Energean, the oil and gas producer focused on the Mediterranean, is pleased to announce that it has entered into a conditional sale and purchase agreement to acquire Edison Exploration & Production S.p.A. (“Edison E&P”) from Edison S.p.A. (“Edison”) (the “Acquisition”) for US$750 million, to be adjusted for working capital, with additional contingent consideration of US$100 million payable following first gas from the Cassiopea development (expected 2022), offshore Italy.
Edison E&P’s portfolio of assets includes producing assets in Egypt, Italy, Algeria, the UK North Sea and Croatia, development assets in Egypt, Italy and Norway and balanced-risk exploration opportunities across the portfolio. The Edison E&P portfolio adds working interest 2P reserves of 292 mmboe and 2018 net working interest production of 69 kboe/d.
The Acquisition of Edison E&P on attractive metrics is in line with Energean’s stated strategy of creating the leading independent, gas-focused E&P company in the Mediterranean. It will significantly increase Energean’s scale and diversification by adding a complementary portfolio of accretive development, appraisal and exploration opportunities, whilst immediately contributing EBITDAX and cashflow to support the Enlarged Group’s strategic growth and medium term ambition to start paying a dividend.

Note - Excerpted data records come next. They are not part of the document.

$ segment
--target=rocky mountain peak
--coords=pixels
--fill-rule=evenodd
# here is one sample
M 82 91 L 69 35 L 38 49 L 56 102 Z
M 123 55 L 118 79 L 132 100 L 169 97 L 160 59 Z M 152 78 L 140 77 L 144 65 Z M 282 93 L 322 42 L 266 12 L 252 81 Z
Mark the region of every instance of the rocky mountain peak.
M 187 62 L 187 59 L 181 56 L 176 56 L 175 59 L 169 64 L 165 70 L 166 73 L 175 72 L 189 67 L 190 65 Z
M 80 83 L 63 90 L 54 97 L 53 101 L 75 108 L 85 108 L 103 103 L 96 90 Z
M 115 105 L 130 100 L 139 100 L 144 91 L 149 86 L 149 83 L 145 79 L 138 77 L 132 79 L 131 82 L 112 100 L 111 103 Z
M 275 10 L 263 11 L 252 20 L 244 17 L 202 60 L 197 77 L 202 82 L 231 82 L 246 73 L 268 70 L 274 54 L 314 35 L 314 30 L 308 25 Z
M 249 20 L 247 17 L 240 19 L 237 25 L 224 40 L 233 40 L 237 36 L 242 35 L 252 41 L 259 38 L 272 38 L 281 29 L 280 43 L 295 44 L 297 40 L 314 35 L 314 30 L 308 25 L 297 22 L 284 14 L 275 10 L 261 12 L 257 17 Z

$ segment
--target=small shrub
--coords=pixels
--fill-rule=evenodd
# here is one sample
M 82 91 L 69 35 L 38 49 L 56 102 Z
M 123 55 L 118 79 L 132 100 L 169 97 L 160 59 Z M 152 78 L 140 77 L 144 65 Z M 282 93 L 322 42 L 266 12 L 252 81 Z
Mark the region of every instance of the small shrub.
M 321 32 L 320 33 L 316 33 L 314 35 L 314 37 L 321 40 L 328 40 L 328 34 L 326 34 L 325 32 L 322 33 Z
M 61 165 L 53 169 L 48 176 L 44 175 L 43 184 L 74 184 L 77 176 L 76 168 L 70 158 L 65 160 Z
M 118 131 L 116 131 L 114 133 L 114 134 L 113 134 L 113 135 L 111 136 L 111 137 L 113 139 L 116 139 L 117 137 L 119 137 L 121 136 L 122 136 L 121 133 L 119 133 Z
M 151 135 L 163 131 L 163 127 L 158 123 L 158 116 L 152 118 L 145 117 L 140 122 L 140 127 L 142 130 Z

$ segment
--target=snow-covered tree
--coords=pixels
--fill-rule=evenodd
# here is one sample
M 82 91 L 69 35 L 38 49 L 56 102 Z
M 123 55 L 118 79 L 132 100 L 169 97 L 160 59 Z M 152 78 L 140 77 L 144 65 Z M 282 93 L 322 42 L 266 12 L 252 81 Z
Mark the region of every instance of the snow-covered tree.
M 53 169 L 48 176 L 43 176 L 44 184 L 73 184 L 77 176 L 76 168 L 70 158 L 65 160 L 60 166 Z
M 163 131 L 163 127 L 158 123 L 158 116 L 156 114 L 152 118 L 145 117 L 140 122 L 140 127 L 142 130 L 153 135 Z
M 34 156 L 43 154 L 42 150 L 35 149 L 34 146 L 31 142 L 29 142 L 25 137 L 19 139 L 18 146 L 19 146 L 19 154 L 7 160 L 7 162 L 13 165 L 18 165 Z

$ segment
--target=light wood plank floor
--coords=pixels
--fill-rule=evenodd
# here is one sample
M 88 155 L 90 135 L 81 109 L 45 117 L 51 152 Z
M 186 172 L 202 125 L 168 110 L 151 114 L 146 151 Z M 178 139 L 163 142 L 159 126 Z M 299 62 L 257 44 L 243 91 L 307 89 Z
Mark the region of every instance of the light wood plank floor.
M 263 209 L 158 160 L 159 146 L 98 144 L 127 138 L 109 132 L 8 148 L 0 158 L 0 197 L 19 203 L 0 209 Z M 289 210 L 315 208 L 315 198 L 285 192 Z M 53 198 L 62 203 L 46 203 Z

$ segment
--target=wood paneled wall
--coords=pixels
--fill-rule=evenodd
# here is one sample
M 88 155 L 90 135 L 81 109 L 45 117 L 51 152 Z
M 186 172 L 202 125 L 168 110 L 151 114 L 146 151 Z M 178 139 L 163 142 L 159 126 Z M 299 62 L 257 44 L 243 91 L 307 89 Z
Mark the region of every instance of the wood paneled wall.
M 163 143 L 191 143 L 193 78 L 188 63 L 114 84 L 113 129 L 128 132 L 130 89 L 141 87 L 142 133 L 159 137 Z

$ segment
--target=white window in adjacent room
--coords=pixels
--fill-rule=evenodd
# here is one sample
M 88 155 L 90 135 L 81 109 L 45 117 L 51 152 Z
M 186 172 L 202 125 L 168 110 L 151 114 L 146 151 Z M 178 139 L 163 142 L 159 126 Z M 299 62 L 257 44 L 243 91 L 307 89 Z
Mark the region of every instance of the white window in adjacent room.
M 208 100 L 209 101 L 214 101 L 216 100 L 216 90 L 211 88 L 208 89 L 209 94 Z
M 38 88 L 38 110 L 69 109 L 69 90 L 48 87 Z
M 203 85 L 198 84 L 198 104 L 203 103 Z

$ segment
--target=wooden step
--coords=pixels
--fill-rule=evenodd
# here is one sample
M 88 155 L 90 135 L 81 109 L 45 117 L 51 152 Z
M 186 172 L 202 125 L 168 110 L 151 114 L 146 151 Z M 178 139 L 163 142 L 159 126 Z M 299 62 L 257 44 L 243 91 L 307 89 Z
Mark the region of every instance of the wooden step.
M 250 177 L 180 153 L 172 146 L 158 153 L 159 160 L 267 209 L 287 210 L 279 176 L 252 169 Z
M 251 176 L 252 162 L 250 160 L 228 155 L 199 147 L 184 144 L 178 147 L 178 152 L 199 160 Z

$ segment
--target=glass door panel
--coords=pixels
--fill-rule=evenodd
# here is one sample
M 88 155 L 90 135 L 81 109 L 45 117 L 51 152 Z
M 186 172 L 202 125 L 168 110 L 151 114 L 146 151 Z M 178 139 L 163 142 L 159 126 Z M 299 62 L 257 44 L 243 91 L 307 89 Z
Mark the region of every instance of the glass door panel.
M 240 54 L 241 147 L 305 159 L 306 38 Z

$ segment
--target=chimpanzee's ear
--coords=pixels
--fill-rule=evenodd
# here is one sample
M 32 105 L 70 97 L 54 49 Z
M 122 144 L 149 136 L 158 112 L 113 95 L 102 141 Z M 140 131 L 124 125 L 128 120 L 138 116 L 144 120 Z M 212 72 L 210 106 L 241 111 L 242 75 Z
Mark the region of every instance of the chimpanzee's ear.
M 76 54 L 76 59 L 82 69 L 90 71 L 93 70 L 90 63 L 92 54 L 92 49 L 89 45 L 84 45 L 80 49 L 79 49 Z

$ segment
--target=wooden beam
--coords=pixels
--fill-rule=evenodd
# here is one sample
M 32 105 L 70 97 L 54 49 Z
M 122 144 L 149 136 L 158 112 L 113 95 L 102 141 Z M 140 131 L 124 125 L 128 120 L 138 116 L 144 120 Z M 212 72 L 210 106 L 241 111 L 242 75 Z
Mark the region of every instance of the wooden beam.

Mathios Rigas, Chief Executive of Energean, commented:
“The acquisition of Edison E&P establishes Energean as the leading independent, gas focused E&P company in the Mediterranean with a mainly operated, low cost, gas weighted portfolio, with the capability, focus and team to prosper in our rapidly changing industry. It will diversify Energean into a multi-country, multi-asset, full-cycle E&P company with scale, material cash flows, significant growth and portfolio optionality. Edison E&P brings with it an exceptional team and I look forward to working with them as we build on the multiple opportunities ahead of us.”
“Together, our priority is to maximise the economic value of the combined portfolio, whilst retaining as a key priority delivery of Karish and Tanin First Gas into Israel in Q1 2021. Since 2007, Energean has delivered significant growth and value for our investors and this acquisition is the next important step on this growth and value journey.”
The Acquisition is subject to relevant anti-trust and regulatory approvals. Since the Acquisition constitutes a reverse takeover for the purposes of the Listing Rules, Energean will need to seek shareholder approval and re-admission of its ordinary shares to the Official List upon completion of the Acquisition, which is targeted by Q4 2019.